"I used to use my imagination to play,
now I use it to find reasons
not to do things..."
I heard that somewhere recently and it rang true for me. So here's my little story about Imagination.
In the days of childhood, Imagination used to run free, serving its ever-loving mistress Joy all the while. Then one day Fear arrived with his big heavy boots and overbearing manner and called Imagination to task: "Terrible things will happen if you don't watch out... Be alert for the dangers, be on guard, never rest, never dream, never play..."
Scared by Fear's big booming voice and authoritative ways, Imagination left Joy's side. Joy is still there in all her glory, but now her playmate is elsewhere in Fear's dark shadow - struggling, suffering, overburdened. In perpetual anxiety.

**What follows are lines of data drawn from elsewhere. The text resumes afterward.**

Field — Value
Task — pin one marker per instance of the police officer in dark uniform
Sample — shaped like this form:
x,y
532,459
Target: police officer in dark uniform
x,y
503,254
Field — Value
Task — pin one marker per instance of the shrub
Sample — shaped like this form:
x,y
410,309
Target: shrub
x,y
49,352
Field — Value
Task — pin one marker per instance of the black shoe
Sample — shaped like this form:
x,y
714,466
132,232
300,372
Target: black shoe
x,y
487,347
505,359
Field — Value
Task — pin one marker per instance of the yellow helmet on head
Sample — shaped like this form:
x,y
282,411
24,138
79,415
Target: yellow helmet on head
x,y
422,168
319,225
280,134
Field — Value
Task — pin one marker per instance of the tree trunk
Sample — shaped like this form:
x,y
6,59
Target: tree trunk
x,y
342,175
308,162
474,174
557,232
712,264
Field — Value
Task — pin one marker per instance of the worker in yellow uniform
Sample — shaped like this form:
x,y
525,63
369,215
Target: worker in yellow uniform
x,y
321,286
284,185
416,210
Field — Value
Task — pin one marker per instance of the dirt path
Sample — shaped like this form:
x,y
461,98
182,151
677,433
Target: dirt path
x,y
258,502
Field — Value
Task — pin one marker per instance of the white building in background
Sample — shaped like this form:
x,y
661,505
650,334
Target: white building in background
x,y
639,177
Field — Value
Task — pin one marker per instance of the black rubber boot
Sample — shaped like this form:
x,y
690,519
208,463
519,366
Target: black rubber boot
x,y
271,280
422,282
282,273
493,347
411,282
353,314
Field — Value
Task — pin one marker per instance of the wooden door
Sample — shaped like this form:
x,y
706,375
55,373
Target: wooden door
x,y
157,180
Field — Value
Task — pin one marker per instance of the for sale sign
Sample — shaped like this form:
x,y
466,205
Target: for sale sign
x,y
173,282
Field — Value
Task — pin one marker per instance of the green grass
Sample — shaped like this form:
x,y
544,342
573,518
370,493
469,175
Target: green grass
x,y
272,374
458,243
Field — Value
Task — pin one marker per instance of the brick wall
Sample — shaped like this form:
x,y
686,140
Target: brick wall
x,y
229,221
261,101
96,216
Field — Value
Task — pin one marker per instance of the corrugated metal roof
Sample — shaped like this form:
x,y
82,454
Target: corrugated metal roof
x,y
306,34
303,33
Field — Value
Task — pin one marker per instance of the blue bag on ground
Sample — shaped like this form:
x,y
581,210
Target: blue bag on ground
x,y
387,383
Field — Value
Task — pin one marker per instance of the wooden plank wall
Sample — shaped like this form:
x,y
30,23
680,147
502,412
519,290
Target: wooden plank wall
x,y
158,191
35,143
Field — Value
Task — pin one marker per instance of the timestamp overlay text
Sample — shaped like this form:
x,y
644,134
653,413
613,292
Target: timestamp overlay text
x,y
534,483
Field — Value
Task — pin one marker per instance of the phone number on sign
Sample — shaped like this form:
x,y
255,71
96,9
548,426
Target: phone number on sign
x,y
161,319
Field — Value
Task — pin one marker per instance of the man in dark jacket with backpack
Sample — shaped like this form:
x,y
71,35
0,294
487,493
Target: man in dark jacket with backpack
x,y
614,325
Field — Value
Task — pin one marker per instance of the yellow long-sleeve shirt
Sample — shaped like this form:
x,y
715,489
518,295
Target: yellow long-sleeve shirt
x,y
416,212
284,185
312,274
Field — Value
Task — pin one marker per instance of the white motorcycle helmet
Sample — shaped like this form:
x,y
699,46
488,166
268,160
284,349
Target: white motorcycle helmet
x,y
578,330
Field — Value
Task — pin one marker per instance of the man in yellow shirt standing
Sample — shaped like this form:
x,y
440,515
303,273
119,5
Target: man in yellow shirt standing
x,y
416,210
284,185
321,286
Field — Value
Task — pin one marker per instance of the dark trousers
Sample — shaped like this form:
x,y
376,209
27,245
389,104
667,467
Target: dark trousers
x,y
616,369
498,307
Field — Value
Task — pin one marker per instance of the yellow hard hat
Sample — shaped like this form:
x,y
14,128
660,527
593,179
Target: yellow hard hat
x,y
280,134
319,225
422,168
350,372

Sometimes in quieter moments Imagination can still hear Joy calling. It remembers that feeling of safety, of light-heartedness, of freedom, and it yearns for its mistress again. With every call it feels its heart breaking just a little bit more. How can it return now that it knows what Fear has taught it?
But Joy never stops calling. Her message is clear, playful, and full of endless possibilities. Fear's stories are all the same. An unceasing loop of dread and despair. There must be more to life than this, thinks Imagination. I've heard all Fear's stories a million times before, they never change no matter what happens. Maybe I don't need to listen to them anymore. After all, if I already know them, what's the use of staying in Fear's shadow?

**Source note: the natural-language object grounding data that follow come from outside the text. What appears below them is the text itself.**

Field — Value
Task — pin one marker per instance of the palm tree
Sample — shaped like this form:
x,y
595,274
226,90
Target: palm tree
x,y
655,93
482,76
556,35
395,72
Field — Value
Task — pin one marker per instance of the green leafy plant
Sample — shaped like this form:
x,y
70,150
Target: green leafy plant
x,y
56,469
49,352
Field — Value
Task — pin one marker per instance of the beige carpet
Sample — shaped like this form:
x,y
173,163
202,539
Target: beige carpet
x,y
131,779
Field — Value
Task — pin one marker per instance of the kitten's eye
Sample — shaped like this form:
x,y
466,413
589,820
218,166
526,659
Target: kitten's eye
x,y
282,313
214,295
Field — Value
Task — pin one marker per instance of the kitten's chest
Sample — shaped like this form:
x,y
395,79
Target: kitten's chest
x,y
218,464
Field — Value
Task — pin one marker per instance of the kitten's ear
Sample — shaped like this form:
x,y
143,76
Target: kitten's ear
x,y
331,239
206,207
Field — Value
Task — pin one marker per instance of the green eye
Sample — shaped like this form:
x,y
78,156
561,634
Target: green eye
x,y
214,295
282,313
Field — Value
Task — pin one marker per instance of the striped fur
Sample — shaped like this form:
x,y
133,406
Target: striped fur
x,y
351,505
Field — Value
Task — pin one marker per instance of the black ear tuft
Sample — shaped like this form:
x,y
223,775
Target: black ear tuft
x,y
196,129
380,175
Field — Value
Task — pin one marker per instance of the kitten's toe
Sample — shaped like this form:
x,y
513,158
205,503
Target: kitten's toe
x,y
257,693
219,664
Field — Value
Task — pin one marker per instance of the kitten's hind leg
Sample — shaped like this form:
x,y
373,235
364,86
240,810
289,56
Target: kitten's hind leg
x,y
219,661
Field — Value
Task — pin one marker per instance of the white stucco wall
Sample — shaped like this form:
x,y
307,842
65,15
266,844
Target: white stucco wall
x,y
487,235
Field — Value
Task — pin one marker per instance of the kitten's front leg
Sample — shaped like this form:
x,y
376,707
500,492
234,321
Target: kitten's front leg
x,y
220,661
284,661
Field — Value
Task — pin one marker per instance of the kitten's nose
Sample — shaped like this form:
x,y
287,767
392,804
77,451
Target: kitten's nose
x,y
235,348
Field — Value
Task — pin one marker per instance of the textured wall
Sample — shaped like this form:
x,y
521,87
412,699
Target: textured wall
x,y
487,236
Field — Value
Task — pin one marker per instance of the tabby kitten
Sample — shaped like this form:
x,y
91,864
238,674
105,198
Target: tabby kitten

Joy calls louder, Imagination listens more intently. It can feel the pull more strongly than ever. It knows it needs to leave, to return to its mistress, to that land of freedom, delight and possibility. It takes a brave step out of Fear's shadow, and suddenly light fills its world.
This is what I remember, thinks Imagination in excitement. This is what I need. This is where life lives! I can return to my beloved Joy. Now all I have to do is find my way home...
And on that note, I'll leave you for a brief while. Things have been a bit challenging lately and there are some steps I need to take too. The journey home is not always easy, but I'm doing the best I can.
I hope Joy is loud enough for you to hear too, if you're not already by her side.